Ethical structures for AI are emerging in resource-constrained settings, with a focus on local data governance, algorithm transparency, and equity. The Path Digital Square Initiative has developed evaluation tools for AI applications in LMICs, which assess both technical performance and suitability for integration with health systems.
Low-cost sensors and wearable equipment are capable of significant signals and distance monitoring of disease management, especially for chronic conditions such as diabetes and high blood pressure. These technologies can reduce the requirement of in-tradition visit and enable continuous monitoring. Adaptation for LMIC references focus on strength, durability and low-power operations. In Nigeria, the Ubenwa app converts the smartphone into clinical devices in clinical devices for birth, using the microphone of the phone to analyse the baby’s cry. In India, biosens’s touchb device enables the cost of laboratory test to screening anaemia without traditional blood draw in one-tenth place. Implementation models usually combine tools with human assistance systems. Add a low-cost glucometer with Cambodia’s Mopotsio Diabetes Program Peer Educator Network and SMS reporting. This human-in-loop approach addresses both technical and psychological aspects of chronic disease management. Power and connectivity obstacles are being addressed through new approaches. The University of Lagos has developed solar energy-powered important sign monitors for maternal health that can store data for weeks between synchronization. In rural Peru, Aries Network enables village-level connectivity to medical IOT devices without the need for cellular coverage in each house.

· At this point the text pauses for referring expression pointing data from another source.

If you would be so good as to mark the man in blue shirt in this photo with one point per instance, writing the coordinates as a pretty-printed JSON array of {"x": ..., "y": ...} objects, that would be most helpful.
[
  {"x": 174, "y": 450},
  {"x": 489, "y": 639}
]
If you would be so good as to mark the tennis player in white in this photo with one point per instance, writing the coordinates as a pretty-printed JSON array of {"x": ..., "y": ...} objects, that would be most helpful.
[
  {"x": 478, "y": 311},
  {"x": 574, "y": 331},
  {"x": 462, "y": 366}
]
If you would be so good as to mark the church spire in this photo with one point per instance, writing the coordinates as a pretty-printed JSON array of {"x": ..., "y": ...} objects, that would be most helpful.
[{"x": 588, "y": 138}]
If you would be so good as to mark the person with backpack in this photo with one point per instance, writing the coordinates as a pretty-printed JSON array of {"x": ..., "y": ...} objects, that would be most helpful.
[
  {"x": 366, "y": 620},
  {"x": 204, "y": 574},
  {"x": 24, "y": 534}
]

Mhealth offers an important opportunity to change healthcare delivery in LMICS. While challenges remain, potential benefits in terms of better access, quality and efficiency make MHEALTH a meaningful investment. By addressing the major obstacles and adopting colleagues, evidence-based approaches, stakeholders can use mobile technology power to advance healthcare in resource-granting settings. The Covid-19 epidemic has accelerated the adoption of digital health, creating new pace for MHEALTH initiative worldwide. Health systems investing in digital infrastructure demonstrated more flexibility during the crisis. In India, Aarogya Setu Contact Anurekhan app reached over 100 million users in record time, built on existing digital recognition systems. At Ghana, the National Health Insurance Mobile Renewal Forum processed more than 70% of all renewal during the lockdown period, maintained financial security for the weaker population.

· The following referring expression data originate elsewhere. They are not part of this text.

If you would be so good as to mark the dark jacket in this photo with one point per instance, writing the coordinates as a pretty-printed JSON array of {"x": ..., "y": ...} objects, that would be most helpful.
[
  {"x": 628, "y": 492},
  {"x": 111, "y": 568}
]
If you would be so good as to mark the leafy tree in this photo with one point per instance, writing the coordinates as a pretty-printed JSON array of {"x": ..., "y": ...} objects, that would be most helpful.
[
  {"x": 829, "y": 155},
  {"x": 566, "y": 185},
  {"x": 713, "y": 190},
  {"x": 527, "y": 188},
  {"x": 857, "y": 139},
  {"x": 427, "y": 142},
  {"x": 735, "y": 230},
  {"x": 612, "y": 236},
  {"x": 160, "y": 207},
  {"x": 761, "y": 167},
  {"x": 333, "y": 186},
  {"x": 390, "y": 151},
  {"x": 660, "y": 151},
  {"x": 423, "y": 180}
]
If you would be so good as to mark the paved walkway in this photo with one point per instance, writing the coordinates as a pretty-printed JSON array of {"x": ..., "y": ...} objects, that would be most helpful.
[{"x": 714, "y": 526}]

Further, the integration of mHealth with comprehensive digital health ecosystems represents the next frontier. Countries like Rwanda are leading extensive outlooks that combine community-level mobile applications with convenience systems, national health insurance platforms and health worker training programs. This integrated approach increases the effect by addressing several health system functions simultaneously. As we move forward, it will be important to realize the full potential of mHealth in advancing universal health coverage, ensuring that these digital solutions promote equity and reach the weakest population. This requires deliberate design options – such as support for local languages, accessible interfaces for persons with disabilities, and penis dynamics in technology access. It also demands professional models that ensure the ability for the poorest users, whether through cross-safety, targeted public financing, or innovative payment mechanisms. The future of MHEALTH in LMICS will probably characterize strong integration with local ownership, more sustainable financing models, and health systems. Thinking of learning and emerging technologies since a decade of implementation experience, mHealth can fulfill its promise as a powerful tool to strengthen the health system in resource-developed settings.